Der Vater der 6-Jährigen Nancy soll sein Jagdgewehr ungesichert in der Wohnung in Neuruppin gelassen haben. Seiner ältere Tochter wird vorgeworfen mit der Waffe auf ihre jüngere Schwester geschossen zu haben. Auch sie muss sich wegen fahrlässiger Tötung verantworten.

Neuruppin/Linow - Das schreckliche Geschehen im Januar 2006 ist im kleinen Dorf Linow bei Rheinsberg unvergessen. An einem sonnigen Tag rasten damals Krankenwagen und Polizeifahrzeuge zu einem Einfamilienhaus an der Ortsgrenze. Schnell machte die unfassbare Nachricht die Runde: Ein sechsjähriges Mädchen war dort durch einen Schuss aus einem Jagdgewehr getötet worden. Alle Bemühungen des von ihrem Großvater sofort verständigten Notarztes blieben erfolglos. „Das Mädchen verblutete durch die Verletzung einer Arterie im Schulterbereich“, hieß es Wochen später im Bericht eines Gutachters.

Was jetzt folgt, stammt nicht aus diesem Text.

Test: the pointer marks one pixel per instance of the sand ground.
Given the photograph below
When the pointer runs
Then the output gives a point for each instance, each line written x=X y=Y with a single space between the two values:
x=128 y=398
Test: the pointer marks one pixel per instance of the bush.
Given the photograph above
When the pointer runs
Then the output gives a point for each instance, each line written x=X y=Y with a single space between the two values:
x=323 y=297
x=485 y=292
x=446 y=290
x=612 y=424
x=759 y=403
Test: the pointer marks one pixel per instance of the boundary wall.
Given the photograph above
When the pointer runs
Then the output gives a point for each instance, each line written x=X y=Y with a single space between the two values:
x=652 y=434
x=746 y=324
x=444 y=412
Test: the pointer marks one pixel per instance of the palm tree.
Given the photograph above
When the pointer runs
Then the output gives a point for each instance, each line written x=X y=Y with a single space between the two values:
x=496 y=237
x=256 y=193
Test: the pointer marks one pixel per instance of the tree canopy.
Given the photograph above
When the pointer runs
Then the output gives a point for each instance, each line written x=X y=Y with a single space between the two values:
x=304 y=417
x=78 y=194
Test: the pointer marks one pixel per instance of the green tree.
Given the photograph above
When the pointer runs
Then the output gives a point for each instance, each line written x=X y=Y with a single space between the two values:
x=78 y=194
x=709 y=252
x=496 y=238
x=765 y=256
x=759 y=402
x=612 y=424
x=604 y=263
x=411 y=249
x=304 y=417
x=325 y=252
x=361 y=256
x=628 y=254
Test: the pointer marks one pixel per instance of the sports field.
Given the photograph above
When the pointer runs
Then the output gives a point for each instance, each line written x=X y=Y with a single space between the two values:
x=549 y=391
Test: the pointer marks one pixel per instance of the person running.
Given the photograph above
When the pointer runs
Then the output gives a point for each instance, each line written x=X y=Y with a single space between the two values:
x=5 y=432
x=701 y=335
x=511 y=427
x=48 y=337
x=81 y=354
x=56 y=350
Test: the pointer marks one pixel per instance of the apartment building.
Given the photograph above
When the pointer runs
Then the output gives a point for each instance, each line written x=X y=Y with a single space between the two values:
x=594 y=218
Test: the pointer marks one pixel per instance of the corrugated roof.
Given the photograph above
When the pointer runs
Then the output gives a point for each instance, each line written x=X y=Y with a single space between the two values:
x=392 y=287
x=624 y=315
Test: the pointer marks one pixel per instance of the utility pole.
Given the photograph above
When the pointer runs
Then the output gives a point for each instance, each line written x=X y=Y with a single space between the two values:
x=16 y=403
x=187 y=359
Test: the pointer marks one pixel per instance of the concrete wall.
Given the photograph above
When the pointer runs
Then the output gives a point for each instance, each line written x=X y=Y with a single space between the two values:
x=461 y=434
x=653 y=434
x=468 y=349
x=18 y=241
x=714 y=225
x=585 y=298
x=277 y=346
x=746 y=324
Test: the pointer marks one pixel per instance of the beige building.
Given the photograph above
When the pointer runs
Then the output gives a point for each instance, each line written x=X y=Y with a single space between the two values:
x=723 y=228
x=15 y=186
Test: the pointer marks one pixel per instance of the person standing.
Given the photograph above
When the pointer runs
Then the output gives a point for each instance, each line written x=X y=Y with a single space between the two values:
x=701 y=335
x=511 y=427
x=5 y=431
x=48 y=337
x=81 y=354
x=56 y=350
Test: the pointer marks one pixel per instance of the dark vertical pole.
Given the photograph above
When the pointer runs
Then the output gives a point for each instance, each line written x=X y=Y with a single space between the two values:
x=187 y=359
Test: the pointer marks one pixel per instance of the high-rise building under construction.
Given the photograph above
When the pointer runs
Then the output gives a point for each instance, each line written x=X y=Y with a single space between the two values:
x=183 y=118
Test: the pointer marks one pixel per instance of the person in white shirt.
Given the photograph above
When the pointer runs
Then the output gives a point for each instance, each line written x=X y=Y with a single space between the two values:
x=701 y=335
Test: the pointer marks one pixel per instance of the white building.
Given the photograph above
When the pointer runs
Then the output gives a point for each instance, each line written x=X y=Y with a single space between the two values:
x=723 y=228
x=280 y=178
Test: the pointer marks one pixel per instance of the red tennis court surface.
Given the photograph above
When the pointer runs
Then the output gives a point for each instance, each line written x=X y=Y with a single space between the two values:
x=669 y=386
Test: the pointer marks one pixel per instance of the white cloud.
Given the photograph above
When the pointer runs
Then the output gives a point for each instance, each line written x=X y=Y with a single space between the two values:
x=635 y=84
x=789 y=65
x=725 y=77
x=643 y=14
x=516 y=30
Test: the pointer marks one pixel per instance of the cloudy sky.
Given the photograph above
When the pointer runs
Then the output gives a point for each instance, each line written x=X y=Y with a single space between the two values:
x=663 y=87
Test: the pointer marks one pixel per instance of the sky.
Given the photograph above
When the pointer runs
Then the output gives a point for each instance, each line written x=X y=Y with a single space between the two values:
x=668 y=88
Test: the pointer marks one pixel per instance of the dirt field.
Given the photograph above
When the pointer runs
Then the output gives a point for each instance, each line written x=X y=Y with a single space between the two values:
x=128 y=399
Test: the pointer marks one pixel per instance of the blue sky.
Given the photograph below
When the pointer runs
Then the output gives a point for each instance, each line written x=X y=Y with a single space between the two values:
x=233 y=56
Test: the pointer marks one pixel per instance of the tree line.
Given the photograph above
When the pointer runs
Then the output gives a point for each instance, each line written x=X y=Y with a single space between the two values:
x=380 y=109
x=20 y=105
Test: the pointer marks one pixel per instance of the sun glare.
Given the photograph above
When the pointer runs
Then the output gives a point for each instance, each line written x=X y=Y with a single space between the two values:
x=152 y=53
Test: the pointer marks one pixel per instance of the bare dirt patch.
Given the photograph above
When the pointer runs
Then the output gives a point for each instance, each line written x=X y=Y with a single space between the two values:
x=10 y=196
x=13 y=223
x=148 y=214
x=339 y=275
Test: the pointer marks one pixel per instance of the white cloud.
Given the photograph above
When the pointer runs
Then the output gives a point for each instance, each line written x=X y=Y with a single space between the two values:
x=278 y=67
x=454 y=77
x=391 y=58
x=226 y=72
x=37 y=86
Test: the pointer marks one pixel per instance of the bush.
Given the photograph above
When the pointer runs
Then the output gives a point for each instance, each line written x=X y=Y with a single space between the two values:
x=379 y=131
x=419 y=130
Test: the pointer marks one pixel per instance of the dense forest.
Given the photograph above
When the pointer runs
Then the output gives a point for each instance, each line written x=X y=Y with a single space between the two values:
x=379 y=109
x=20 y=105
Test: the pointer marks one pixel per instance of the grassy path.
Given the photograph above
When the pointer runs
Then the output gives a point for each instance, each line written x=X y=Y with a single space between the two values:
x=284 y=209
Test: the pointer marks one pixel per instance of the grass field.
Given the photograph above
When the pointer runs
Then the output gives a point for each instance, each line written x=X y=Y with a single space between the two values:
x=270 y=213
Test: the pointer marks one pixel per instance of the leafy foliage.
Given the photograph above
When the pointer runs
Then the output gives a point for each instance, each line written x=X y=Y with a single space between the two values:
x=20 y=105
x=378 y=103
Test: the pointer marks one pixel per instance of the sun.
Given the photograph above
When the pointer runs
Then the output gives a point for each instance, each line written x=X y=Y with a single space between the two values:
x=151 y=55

Heute muss sich der Vater des Kindes wegen fahrlässiger Tötung vor dem Amtsgericht Neuruppin verantworten. Er soll sein Gewehr mit eingeschobenen Magazin und drei Patronen unbeaufsichtigt in der Wohnung zurückgelassen haben. Die damals 14-jährige Schwester von Nancy konnte daher das geladene Gewehr nehmen. Sie soll nach Angaben des Gerichtes auf die kleine Nancy geschossen und sie tödlich verletzt haben. Für die heute 16-Jährige beginnt der Prozess am 10. März.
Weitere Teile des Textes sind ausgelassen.